Inspectores lo pusieron al borde de la muerte

Por Héctor Guerrero - 10 septiembre, 2019 - 00:02 a.m.

Tras la golpiza que le propinaron cuatro inspectores de Piedras Negras, pasó más de dos semanas en el Hospital “Salvador Chavarría” al borde de la muerte.

Esta semana, Juan David Gram González fue dado de alta, pero su condición sigue siendo precaria.

Las patadas y golpes que le propinaron los funcionarios municipales le provocaron una hemorragia interna, por lo que hubo necesidad de operarlo.

Prácticamente le abrieron todo el abdomen, unos 30 centímetros… y la herida no ha sanado.

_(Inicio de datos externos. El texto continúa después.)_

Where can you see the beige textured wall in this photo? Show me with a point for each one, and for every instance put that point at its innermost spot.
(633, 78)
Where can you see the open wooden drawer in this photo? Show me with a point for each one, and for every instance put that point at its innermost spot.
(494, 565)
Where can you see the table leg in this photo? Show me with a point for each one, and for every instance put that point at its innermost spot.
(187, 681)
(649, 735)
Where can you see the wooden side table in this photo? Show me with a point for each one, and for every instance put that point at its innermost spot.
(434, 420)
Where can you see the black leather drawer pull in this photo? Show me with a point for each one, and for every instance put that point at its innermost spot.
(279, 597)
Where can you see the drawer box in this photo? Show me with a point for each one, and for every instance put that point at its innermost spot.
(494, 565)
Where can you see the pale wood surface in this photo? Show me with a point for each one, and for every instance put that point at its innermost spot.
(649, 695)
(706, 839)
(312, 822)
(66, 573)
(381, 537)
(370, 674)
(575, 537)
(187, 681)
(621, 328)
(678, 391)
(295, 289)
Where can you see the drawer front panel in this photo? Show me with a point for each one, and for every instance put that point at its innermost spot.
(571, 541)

Aún le duele el cuello, porque uno de los inspectores le puso la rodilla en la cabeza estando ya sometido. Y las heridas en las piernas apenas comienzan a cicatrizar.

“Yo no quiero nada contra ellos ni contra nadie. Sólo quiero rehacer mi vida con mi bebita y mi esposa”, dice.

Sin embargo, señala que otros inspectores siguen acosándolo.

Reconoce, que fue adicto a las drogas hace muchos años, pero con el apoyo de Dios y el amor de su familia logró salir adelante.

“No pido ni busco problemas”, dice, y lanza un llamado de auxilio para que las autoridades lo dejen en paz.

Ese 25 de julio, cuatro inspectores que según testimonios tienen a cuota a los pedigüeños que deambulan por el Centro de la Ciudad, le propinaron una despiadada golpiza en presencia de su pareja.

“Ya déjenme vivir tranquilo. Sólo denme a mi bebé para que mi esposa no sufra. Quiero que esté tranquila, que duerma, que ya no llore por las noches”, clama.

Su caso fue noticia nacional.

La Comisión De los Derechos Humanos del Estado de Coahuila inició un procedimiento de oficio por la agresión cometida por servidores públicos del Municipio de Piedras Negras.

Juan David, muestra el oficio que le entregó la Tercera Visitaduría de la CDHEC, en el que la Policía Municipal se retracta de que andaba drogado o alcoholizado en la vía pública el día de la agresión.

Además, muestra documentos de la atención que recibió en el hospital.

“Mira la operación que me hicieron. No me morí porque quiero mucho a mi esposa y a mis hijos.

“Sólo pido que me dejen en paz, No soy una persona mala. Sólo vendo dulces, la gente me apoya mucho. Si eso es malo, juro que voy a cambiar, pero ya denme chanza por favor”, exige.

Durante toda la entrevista, no deja de elogiar a su pareja.

“Mira este cuadro. Es mi familia. Ella y yo junto a mis hijos”, enseña un pedazo de madera con las imágenes.

La víctima de los inspectores municipales muestra documentos del hospital y de Derechos Humanos.

El cuadro con las figuras de sus hijos y su pareja.